A novel hypocrellin B derivative designed and synthesized by taking consideration to both drug delivery and biological photodynamic activity

For making hypocrellins clinically applicable for phototherapy to vascular diseases, it is mainly focused onto finding a derivative which can be transported fluently in blood system but without serious loss of the inherent activity of its parents. Based on this consideration, a novel 17-3-amino-1-propane-sulfonic acid-HB Schiff-base (NSHB) was designed and synthesized in this work.
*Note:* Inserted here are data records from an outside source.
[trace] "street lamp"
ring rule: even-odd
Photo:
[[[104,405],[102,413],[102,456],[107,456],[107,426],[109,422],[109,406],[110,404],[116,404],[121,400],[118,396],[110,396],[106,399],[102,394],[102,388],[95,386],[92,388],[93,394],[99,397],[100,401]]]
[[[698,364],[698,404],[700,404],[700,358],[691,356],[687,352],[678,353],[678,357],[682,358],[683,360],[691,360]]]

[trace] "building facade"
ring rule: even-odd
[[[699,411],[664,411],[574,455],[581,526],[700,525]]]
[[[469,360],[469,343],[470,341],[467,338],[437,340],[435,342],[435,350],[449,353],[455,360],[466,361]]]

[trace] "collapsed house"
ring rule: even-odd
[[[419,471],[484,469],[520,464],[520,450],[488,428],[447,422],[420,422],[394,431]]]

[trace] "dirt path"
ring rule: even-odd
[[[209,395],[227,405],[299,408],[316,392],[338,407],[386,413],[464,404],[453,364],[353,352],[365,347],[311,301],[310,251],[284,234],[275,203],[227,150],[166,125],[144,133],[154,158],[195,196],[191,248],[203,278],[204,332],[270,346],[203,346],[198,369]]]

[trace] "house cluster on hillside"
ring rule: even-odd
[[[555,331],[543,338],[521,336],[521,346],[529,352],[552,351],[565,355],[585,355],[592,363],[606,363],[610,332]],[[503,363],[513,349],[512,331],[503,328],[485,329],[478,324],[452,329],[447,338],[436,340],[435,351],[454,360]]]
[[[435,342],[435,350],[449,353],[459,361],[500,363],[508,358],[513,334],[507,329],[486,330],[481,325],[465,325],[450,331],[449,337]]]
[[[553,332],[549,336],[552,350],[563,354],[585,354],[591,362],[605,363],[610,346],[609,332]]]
As expected, NSHB is readily dissolved in phosphate buffered saline (PBS) or any other aqueous solvent in a concentration which is suitable for intravenous injection, while the quite higher partition coefficient (5:1) is beneficial to the affinity to biological targets. Based on EPR measurements, it is proved that the photosensitization activity of NSHB to photo-generate semiquinone anion radicals and superoxide anion radical ( O 2 - ) is even higher than its parent HB, while the ability to generate singlet oxygen ( 1 O 2 ) is not seriously reduced. In addition, nearly comparable PDT activity to A549 cells for NSHB and HB confirms that the molecular design is successful and NSHB is readily delivered into target tissues via blood circulation after intravenous injection. Furthermore, the quantum yield of 1 O 2 for NSHB is as 12.5 times as that for HB under red light (600–700 nm), which is beneficial to phototherapy to solid tumors.